鳩摩羅什(くまらじゅう、くもらじゅう)
鳩摩羅什(くまらじゅう、くもらじゅう、サンスクリット:Kumārajīva, कुमारजीव、クマーラジーヴァ)、350年 - 409年、一説に344年 - 413年とも)は、中国六朝時代の訳経僧(やっきょうそう)である。略称は羅什(らじゅう)または什(じゅう)。玄奘(げんじょう)と共に二大訳聖と言われる。また、真諦(しんだい)と不空金剛(ふくうこんごう)を含めて四大訳経家とも呼ばれる。三論宗(さんろんしゅう)・成実宗(じょうじつしゅう)の基礎を築く。
略歴
§ 350年 インド出身の鳩摩炎(サンスクリット:Kumārayana)を父に、亀茲(クチャ)国王の妹のジーヴァカ(サンスクリット:Jīva)を母として亀茲国に生まれる。
§ 356年 母と共に出家。
§ 360年代 原始経典や阿毘達磨(あびだつま)仏教を学ぶ。
§ 369年 受具し、須利耶蘇摩(すりやそま)と出会って大乗に転向。

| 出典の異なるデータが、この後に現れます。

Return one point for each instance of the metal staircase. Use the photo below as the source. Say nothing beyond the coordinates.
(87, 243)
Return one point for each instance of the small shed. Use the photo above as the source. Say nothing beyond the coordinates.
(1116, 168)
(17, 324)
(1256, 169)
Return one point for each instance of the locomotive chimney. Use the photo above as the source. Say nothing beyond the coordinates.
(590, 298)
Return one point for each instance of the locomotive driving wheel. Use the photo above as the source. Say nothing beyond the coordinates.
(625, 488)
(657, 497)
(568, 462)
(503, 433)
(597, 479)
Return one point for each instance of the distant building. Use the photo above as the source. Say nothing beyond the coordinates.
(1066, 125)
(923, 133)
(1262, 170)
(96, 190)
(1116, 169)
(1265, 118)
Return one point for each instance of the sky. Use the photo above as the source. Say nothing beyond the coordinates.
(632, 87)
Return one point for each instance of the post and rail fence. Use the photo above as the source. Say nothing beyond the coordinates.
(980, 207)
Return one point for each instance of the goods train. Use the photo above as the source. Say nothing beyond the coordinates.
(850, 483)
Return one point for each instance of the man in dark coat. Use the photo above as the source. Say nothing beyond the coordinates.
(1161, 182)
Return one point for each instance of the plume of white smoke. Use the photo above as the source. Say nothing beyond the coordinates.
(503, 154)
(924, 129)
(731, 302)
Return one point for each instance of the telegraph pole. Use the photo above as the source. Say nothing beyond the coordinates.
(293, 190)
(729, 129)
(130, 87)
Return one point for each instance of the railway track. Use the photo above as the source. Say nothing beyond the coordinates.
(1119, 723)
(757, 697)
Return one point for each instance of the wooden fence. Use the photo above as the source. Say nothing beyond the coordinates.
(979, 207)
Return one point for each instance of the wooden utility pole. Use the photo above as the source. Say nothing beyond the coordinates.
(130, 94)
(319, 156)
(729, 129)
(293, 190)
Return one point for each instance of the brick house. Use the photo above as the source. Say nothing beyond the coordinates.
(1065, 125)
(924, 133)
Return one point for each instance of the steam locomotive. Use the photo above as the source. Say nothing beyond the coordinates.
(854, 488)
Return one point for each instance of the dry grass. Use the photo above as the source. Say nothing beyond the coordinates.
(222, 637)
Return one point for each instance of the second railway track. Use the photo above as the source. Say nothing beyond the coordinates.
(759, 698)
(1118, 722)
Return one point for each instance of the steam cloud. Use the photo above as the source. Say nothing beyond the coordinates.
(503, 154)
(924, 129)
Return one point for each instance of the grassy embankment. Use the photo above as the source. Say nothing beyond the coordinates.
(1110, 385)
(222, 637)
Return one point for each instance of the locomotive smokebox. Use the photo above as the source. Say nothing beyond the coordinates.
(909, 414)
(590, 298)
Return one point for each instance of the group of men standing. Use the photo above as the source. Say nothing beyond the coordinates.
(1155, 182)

主に中観派の論書を研究。
§ 384年亀茲国を攻略した後涼(こうりょう)の呂光(りょこう)の捕虜となるも、軍師的位置にあって度々呂光を助ける。以降18年、呂光・呂纂(りょさん)の下、涼州(りょうしゅう)で生活。
§ 401年後秦の姚興(ようこう)に迎えられて長安に移転。
§ 402年姚興の意向で女性を受け入れて(女犯、にょぼん)破戒し、還俗(げんぞく、僧侶が在俗者、俗人に戻ること。)させられる。以降、サンスクリット経典の漢訳に従事。
§ 409年逝去。
臨終の直前に「我が所伝(訳した経典)が無謬(むびゅう)ならば(間違いが無ければ)焚身(ふんしん)ののちに舌焦爛(しょうらん)せず」と言ったが、まさに外国の方法に随い火葬したところ、薪滅し姿形なくして、ただ舌だけが焼け残ったといわれる(『高僧伝』巻2)。
訳出した経典
主なもの。
§ 『坐禅三昧経』(ざぜんさんまいぎょう)3巻
§ 『仏説阿弥陀経』(ぶっせつあみだきょう)1巻
§ 『摩訶般若波羅蜜経』(まかはんにゃはらみつきょう)27巻(30巻)
§ 『妙法蓮華経』(みょうほうれんげきょう)8巻
§ 『維摩経』(ゆいまぎょう)3巻
§ 『大智度論』(だいちどろん)100巻
§ 『中論』(ちゅうろん)4巻
一部の経典において、大胆な創作や意訳の疑いが指摘されるものの、彼の翻訳によって後代の仏教界に与えた影響は計り知れない。なお、唐の玄奘三蔵による訳経を「新訳」(しんやく)と呼び、鳩摩羅什から新訳までの訳経を「旧訳」(くやく)それ以前を古訳と呼ぶ。